Os deputados e senadores que se dirigirem ao Congresso Nacional no início dos trabalhos legislativos de 2018 vão ser ‘recebidos’ por manifestações nos aeroportos contrárias à reforma da Previdência. Servidores públicos vão participar dos atos, nos quais dirão aos parlamentares a frase símbolo da campanha em curso em defesa do direito à aposentadoria: “Se votar, não volta”.

O centro dos protestos é o aeroporto internacional Juscelino Kubitschek, em Brasília, onde a ‘recepção’ acontecerá nas primeiras horas das manhãs desta segunda-feira (5) e terça-feira (6). Mas os manifestantes planejam fazer barulho em todos os aeroportos das capitais dos 27 estados do país, além de outras grandes cidades. Em São Paulo os servidores do Judiciário Federal e de outras categorias do funcionalismo público estarão no aeroporto de Congonhas nesta segunda-feira, 5, a partir das 16h, e na terça-feira, 6, a partir das 6h30.

A participação do funcionalismo nestes protestos foi ratificada durante a reunião ampliada do Fórum das Entidades Nacionais dos Servidores Públicos Federais, ocorrida em Brasília, no San Marco Hotel, no último fim de semana. O evento reuniu 260 servidores de 26 entidades nacionais que representam variados setores profissionais dos serviços públicos e estabeleceu uma agenda de ações de enfretamento contra a reforma da Previdência.

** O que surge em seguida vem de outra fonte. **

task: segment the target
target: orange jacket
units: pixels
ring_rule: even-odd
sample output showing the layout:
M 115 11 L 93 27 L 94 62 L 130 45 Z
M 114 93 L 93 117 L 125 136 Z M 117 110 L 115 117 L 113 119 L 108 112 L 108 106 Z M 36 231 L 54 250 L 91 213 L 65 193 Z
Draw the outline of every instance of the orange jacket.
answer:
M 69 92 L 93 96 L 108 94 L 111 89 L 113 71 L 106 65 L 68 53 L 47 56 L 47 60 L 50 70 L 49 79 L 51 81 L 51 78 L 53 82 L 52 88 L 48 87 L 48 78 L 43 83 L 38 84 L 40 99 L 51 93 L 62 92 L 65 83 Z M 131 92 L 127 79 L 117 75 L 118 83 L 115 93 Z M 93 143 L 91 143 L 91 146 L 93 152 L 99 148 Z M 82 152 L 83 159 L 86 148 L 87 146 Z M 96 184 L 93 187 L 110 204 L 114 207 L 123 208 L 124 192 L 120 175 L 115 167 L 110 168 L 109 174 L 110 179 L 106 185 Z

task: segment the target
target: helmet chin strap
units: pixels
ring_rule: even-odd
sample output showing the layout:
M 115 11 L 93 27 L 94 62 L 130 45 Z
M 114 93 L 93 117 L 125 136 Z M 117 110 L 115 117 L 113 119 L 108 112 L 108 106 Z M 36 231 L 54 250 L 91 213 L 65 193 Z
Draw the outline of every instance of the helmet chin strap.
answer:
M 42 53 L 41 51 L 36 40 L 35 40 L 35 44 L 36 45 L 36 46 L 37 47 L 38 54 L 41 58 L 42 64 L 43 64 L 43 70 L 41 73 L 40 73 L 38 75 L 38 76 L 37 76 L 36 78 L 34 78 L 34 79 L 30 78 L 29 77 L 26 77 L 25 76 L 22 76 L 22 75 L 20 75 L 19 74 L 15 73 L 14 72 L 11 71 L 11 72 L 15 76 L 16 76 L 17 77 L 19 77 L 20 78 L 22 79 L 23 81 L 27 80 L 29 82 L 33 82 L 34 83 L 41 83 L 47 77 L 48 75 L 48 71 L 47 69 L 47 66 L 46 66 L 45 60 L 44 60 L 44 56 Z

Ao longo dos debates transcorridos nesses dois dias, os servidores afastaram qualquer ideia de que a reforma já estaria arquivada. Ao contrário, destacaram que se foi a força da mobilização e da campanha contra a Proposta de Emenda Constitucional 287/2016 que impediu que ela fosse votada até agora, arrefecer o movimento neste momento seria abrir as portas para o governo avançar. “A retomada da organização e mobilização dos servidores é a resposta necessária às mentiras de Temer, que trata nossos direitos como privilégio e mantém intocáveis os grandes bancos e empresas devedores da Previdência”, disse, à reportagem, o servidor Cristiano Moreira, da coordenação da Fenajufe (Federação Nacional dos Trabalhadores do Judiciário Federal e do MPU), que integrou uma das mesas do evento. “É também o ponto de partida para uma imprescindível greve geral, que precisamos seguir cobrando das grandes centrais sindicais”, disse.